Compared to the TOPAZ4 reanalysis, INTAROS-opt simulates less freshwater content over the Arctic continental shelves and slightly more freshwater in the Canadian Basin (Figure 10a). One may argue that INTAROS-opt increases the freshwater content in the Canadian Basin at the expense of degrading the Arctic continental shelves. However, the mean freshwater content increment after data assimilation (Figure 9a) shows almost no changes in the Arctic marginal seas.
 Based on observations (Proshutinsky et al., 2009), the WOA18 atlas (Zweng et al., 2018), the PHC atlas version 3.0 (Steele et al., 2001), INTAROS-ctrl, INTAROS-opt, and the TOPAZ4 reanalysis, we computed the freshwater content in the Beaufort Sea (Figure 10c), the Laptev and East Siberian Seas (Figure 10d). INTAROS-opt changes the mean freshwater content without altering its variability. The mean freshwater content in the Beaufort Sea is increased from 12 km3 to 16 km3 after data assimilation (Figure 10c), but changes in the marginal seas are small except for the first year (Figure 10d).
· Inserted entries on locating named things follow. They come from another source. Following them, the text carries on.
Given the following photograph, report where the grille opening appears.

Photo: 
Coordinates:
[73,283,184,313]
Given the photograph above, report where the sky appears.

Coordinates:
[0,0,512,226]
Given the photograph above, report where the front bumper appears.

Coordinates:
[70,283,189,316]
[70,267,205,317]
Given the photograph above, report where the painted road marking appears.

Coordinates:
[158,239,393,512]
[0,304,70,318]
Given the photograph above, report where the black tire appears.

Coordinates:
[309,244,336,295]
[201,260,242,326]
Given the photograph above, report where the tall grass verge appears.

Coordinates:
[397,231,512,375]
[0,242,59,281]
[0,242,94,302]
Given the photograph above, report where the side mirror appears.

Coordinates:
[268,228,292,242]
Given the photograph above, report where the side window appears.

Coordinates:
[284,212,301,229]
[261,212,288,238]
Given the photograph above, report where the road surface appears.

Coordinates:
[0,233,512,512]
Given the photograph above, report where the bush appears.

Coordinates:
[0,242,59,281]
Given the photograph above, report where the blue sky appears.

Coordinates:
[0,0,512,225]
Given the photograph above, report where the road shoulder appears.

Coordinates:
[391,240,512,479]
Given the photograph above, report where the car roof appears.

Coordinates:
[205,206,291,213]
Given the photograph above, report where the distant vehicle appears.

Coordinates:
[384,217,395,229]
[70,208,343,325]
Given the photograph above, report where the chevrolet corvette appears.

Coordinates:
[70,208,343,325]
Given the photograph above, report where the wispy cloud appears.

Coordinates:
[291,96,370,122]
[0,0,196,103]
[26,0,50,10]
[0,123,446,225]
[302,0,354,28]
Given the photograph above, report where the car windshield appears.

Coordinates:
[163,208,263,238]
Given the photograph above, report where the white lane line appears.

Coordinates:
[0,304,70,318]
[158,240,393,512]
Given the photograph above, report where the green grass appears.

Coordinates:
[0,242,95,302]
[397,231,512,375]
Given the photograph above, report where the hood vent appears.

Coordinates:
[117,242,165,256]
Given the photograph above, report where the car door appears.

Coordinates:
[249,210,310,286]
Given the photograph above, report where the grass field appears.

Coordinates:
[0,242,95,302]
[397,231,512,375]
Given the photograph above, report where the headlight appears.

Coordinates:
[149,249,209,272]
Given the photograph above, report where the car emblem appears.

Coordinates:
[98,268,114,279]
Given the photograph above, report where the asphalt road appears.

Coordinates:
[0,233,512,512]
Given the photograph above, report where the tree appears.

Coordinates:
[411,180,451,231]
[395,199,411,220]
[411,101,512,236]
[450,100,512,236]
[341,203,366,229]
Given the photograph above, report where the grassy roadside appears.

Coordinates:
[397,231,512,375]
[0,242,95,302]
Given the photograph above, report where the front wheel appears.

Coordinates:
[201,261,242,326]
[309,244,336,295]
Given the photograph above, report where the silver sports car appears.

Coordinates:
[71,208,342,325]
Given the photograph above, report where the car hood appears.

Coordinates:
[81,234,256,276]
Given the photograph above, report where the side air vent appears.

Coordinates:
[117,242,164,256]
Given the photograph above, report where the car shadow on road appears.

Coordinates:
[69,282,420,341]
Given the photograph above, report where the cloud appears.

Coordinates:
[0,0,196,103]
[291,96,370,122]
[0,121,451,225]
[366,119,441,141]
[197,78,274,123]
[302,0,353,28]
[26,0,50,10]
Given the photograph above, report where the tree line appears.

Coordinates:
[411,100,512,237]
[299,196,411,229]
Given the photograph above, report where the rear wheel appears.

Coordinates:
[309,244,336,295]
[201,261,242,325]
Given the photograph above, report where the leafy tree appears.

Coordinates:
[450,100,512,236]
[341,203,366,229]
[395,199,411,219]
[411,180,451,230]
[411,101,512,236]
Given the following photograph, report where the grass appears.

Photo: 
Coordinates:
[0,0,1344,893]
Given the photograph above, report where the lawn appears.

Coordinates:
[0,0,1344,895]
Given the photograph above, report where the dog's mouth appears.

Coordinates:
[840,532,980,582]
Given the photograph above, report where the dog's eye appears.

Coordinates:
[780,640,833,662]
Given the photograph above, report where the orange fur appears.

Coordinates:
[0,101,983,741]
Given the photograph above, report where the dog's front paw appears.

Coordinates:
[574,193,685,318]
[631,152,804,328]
Freshwater content (Figure 10a) and SSS (Figure 10b) remain different between the TOPAZ4 system and our reanalysis, especially over the Arctic marginal shelves. SSS in the INTAROS-opt is much higher than the TOPAZ4 reanalysis in the marginal seas, resulting in less freshwater content (Figure 10a). In the TOPAZ4 system, SSS is relaxed to a combined climatology of the WOA05 and the version 3.0 of  PHC (Steele, 2001) with a timescale of 30 days to complement limitations of seasonal river discharge and relatively coarse atmospheric forcing. In our reanalysis,  the salinity is mainly changed by adjustment of initial salinity and atmospheric forcing. In the marginal seas, the SSS restoring term is more efficient in changing SSS, while adjusting atmospheric forcing seems not as efficient. However, it may not improve freshwater content efficiently in the marginal seas (Figure 10d) and also damps the seasonal freshwater content variability (green lines in Figure 10c, d).
The WOA18 data remains an essential source of hydrographic observations to constraint the model’s climatology in this study. However, the differences between different hydrographic atlases remain significant (Figure 10c,d) regarding mean state and variability. Although the PHC atlas data (Steele et al., 2001) is more popularly used in studies of the Arctic Ocean, we note that the WOA18 atlas is closer to the observations (Figure 10c) concerning the freshwater content in the Beaufort Sea. Moreover, WOA18 reveals the secondary maximum of freshwater content occurring from May to July (see Figure 5 in Proshutinsky et al., 2019). Increasing the number of Arctic Ocean hydrographic observations and improving the quality of the Arctic Ocean climatology are required for further improving the model simulation through data assimilation.